In the Library of Lévi-Strauss

The walls were lined with books, as one might expect. Among them were a number of wooden masks, woven baskets, and a tapestry of a bodhisattva. The desk was ...

The following is a lightly edited excerpt from Anand Pandian’s A Possible Anthropology: Methods for Uneasy Times, published by Duke University Press.

The walls were lined with books, as one might expect. Among them were a number of wooden masks, woven baskets, and a tapestry of a bodhisattva. The desk was washed in light from the balcony window, overlooking a gracious district of Paris. More than anything else, however, what struck me about the study where Claude Lévi-Strauss read and wrote for decades was the imposing door that regulated entry into the space. Built in several layers of white metal and wood, and spanning an astounding four to five inches in thickness, the door looked like something more appropriate for a bank vault than a personal library. Closed against the commotion of the outside world, the slab would reveal to the study’s sole occupant a fraying and yellowed map of the languages spoken by the “Indian Tribes of North America,” carefully buttoned into a protective plastic sleeve.

“I realized early on that I was a library man, not a fieldworker,” Lévi-Strauss said.1 This distinction between field and study is an old one in anthropology. And yet, the business of learning and engaging in the discipline could never be reduced to simply one or the other. We encounter the history of anthropology as an archive of stories that assume their most enduring form in books and essays. And whether these texts are engaged aloud or in silence, whether in one’s own company or in the midst of others, their reading is a sensory and embodied practice, as at home in the world and its myriad fields of activity as any technique of ethnographic immersion.2 What does it mean to be absorbed in the anthropology that comes in the form of written texts? Does the practice of reading have anything in common with the field ventures we expect anthropologists to pursue?

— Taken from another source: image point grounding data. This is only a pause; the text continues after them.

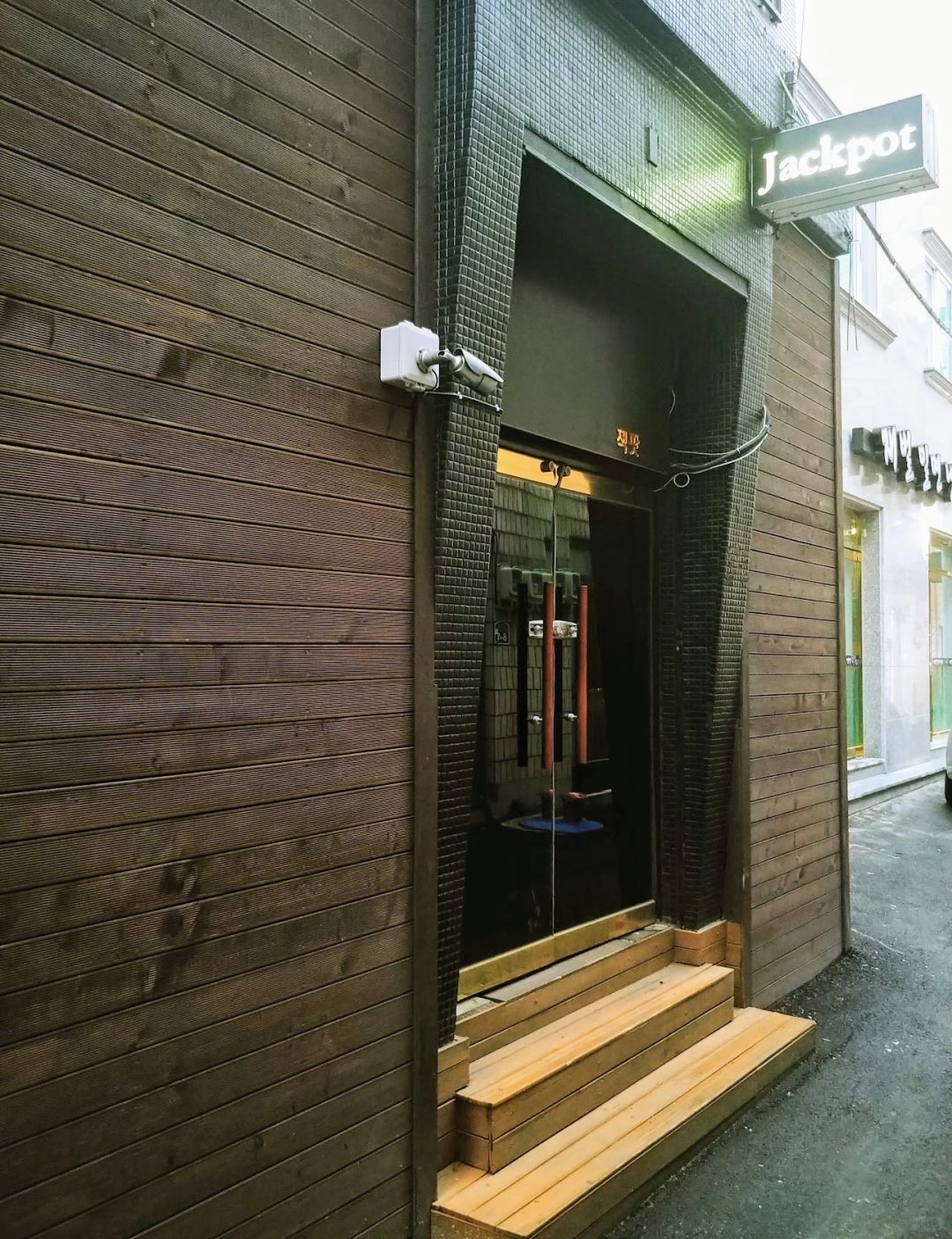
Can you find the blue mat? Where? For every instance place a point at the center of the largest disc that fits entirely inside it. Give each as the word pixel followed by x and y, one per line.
pixel 562 828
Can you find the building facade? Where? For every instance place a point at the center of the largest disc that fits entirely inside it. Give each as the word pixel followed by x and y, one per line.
pixel 897 519
pixel 355 739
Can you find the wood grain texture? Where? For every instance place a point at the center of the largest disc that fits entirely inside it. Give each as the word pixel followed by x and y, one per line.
pixel 792 637
pixel 207 575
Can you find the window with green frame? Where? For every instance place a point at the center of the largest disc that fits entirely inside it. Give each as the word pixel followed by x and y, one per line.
pixel 853 606
pixel 940 633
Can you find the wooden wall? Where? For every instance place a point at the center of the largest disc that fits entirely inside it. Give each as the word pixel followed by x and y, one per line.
pixel 793 673
pixel 205 857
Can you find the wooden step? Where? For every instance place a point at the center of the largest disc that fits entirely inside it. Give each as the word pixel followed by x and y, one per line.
pixel 579 1181
pixel 510 1011
pixel 534 1086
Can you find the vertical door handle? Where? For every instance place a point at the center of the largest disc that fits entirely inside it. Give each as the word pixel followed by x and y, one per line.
pixel 548 675
pixel 582 678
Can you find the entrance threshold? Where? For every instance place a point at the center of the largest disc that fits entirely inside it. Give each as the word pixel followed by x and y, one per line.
pixel 511 964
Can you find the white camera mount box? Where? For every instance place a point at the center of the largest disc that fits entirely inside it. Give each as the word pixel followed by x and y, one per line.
pixel 400 347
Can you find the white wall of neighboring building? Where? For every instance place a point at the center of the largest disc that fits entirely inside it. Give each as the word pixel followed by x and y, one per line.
pixel 888 378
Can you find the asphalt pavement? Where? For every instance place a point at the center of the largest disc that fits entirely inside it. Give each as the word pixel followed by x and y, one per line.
pixel 857 1141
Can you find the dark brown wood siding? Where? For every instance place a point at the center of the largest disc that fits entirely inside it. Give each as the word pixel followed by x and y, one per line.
pixel 796 758
pixel 205 507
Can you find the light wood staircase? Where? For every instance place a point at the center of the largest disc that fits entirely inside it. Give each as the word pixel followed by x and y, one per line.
pixel 591 1079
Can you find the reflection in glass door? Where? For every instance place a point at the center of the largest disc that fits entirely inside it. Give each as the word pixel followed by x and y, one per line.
pixel 853 605
pixel 561 828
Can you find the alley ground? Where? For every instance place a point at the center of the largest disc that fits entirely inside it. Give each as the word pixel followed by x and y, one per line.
pixel 857 1141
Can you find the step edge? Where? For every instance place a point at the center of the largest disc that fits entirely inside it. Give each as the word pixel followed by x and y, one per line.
pixel 680 991
pixel 670 1071
pixel 801 1040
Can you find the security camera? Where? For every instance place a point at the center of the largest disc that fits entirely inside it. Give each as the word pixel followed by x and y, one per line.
pixel 411 358
pixel 465 367
pixel 474 372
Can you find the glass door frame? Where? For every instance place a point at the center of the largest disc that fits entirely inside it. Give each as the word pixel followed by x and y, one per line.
pixel 603 483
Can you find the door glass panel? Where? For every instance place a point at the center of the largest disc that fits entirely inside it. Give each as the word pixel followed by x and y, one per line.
pixel 940 635
pixel 561 828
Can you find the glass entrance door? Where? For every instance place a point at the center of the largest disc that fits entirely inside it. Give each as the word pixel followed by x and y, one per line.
pixel 561 829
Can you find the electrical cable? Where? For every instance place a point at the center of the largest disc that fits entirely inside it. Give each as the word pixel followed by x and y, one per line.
pixel 465 395
pixel 733 456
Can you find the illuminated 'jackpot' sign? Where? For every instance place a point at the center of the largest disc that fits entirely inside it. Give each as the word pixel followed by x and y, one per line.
pixel 848 160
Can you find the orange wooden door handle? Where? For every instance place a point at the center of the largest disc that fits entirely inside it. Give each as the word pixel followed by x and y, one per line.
pixel 548 675
pixel 582 678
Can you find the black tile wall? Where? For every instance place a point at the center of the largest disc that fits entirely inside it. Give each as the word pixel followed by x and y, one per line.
pixel 588 77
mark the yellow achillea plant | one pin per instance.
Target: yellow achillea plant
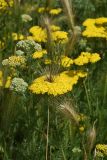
(95, 27)
(39, 34)
(6, 3)
(86, 57)
(5, 83)
(59, 85)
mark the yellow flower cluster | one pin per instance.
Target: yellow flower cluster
(39, 54)
(39, 34)
(61, 83)
(4, 82)
(54, 11)
(4, 4)
(14, 61)
(95, 28)
(101, 150)
(64, 61)
(86, 57)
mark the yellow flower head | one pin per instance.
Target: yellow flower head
(14, 61)
(66, 61)
(94, 28)
(60, 84)
(39, 34)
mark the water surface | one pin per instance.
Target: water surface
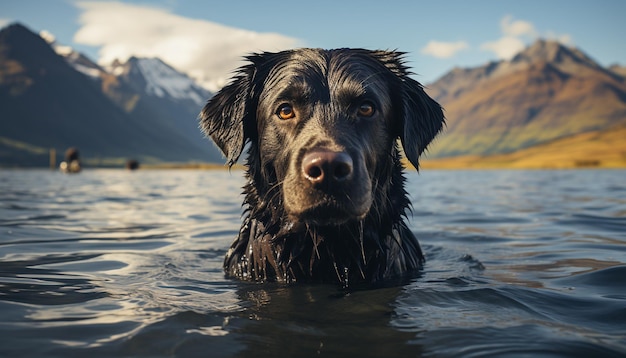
(115, 263)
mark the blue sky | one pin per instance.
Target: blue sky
(205, 38)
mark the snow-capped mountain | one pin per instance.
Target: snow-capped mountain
(156, 78)
(142, 107)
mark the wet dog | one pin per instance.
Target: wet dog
(325, 198)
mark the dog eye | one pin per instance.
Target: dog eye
(285, 111)
(366, 109)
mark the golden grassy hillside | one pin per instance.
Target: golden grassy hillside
(599, 149)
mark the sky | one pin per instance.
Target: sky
(207, 39)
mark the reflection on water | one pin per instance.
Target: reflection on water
(116, 263)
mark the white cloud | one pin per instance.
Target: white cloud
(205, 50)
(516, 34)
(444, 49)
(517, 28)
(505, 48)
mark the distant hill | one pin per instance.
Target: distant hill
(546, 92)
(595, 149)
(49, 101)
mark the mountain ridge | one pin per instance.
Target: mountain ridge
(545, 92)
(48, 103)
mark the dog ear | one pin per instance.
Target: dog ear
(227, 118)
(422, 119)
(421, 116)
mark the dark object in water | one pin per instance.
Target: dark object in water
(325, 198)
(132, 164)
(71, 164)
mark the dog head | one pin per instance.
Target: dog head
(323, 126)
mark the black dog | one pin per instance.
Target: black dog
(324, 199)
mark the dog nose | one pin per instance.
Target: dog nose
(324, 166)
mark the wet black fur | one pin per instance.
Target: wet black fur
(271, 245)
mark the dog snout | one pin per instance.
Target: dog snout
(326, 167)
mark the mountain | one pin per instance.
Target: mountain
(547, 91)
(47, 103)
(173, 95)
(596, 149)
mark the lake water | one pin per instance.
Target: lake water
(116, 263)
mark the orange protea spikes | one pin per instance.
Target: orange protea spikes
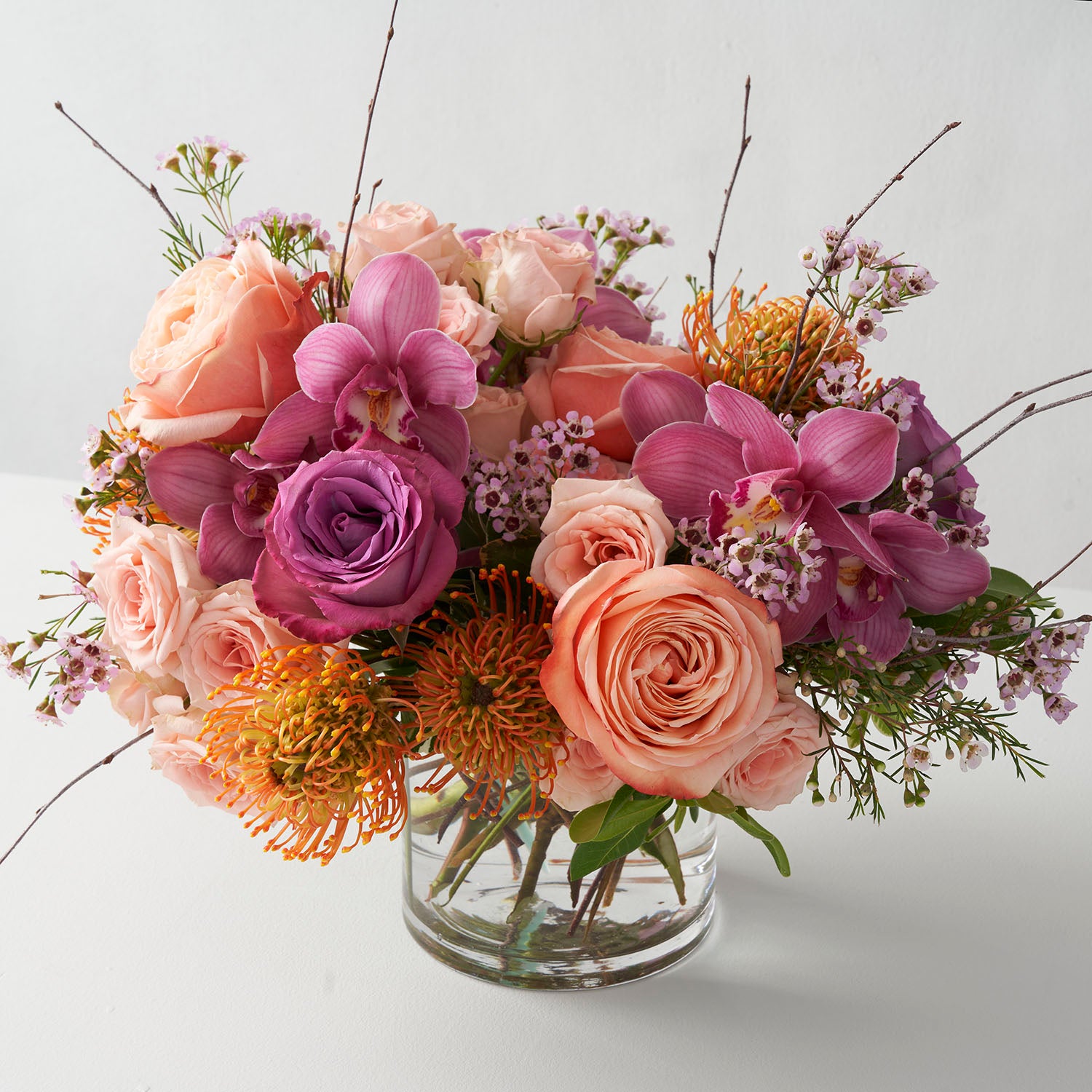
(753, 349)
(478, 695)
(310, 745)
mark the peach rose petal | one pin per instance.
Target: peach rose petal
(663, 670)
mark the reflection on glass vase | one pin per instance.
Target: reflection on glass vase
(491, 897)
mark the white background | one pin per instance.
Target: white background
(491, 111)
(146, 945)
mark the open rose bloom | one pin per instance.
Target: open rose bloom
(445, 494)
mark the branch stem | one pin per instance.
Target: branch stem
(364, 153)
(744, 142)
(831, 258)
(148, 188)
(45, 807)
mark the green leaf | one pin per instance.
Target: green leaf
(665, 851)
(1002, 582)
(757, 830)
(585, 825)
(590, 856)
(628, 810)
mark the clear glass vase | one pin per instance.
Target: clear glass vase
(488, 919)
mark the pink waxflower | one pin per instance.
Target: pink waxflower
(582, 779)
(389, 367)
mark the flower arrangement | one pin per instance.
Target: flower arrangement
(445, 497)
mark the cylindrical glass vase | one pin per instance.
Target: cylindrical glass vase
(486, 921)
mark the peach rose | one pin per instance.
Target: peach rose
(583, 779)
(135, 696)
(225, 637)
(495, 419)
(664, 670)
(215, 355)
(176, 753)
(770, 767)
(139, 582)
(592, 521)
(535, 281)
(467, 321)
(410, 229)
(587, 371)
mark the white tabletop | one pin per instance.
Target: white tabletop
(150, 945)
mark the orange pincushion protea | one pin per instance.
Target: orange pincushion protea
(312, 747)
(478, 695)
(753, 347)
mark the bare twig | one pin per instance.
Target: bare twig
(831, 258)
(375, 186)
(1026, 414)
(744, 141)
(1016, 397)
(364, 152)
(1054, 576)
(146, 187)
(91, 769)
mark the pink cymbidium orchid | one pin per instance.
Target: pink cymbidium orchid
(740, 467)
(225, 497)
(387, 367)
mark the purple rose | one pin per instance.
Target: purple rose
(360, 539)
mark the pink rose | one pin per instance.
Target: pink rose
(465, 321)
(225, 637)
(587, 371)
(139, 582)
(133, 696)
(176, 753)
(495, 419)
(215, 355)
(408, 229)
(664, 670)
(769, 767)
(590, 522)
(583, 779)
(535, 281)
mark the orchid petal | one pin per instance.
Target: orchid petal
(395, 295)
(292, 426)
(902, 531)
(437, 369)
(796, 625)
(225, 553)
(329, 357)
(766, 443)
(844, 532)
(615, 310)
(684, 463)
(653, 399)
(847, 454)
(443, 434)
(183, 482)
(936, 585)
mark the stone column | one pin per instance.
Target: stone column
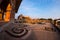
(12, 15)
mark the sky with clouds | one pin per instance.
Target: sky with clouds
(40, 8)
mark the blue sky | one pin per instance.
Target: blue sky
(40, 8)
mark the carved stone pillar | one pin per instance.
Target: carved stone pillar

Lévi-Strauss makes a uniquely compelling subject for such questions. His Tristes Tropiques chronicles field expeditions undertaken among the Bororo, Caduveo, Nambikwara, and other native peoples of Brazil. But the structural mode of investigation that gained Lévi-Strauss renown grew from his meticulous readings of the evidence already gathered in the anthropological archive, as seen in the four monumental volumes of the Mythologiques that he published between 1964 and 1971. “Experience has taught me,” Lévi-Strauss writes, “how impossible it is to grasp the spirit of a myth without steeping oneself in the complete versions, however diffuse they may be, and submitting to a slow process of incubation requiring hours, days, months—or sometimes even years—until one’s thought, guided unconsciously by tiny details, succeeds in embracing the essential nature of the myth.”3 Doesn’t it sound oddly like fieldwork, this practice of reading?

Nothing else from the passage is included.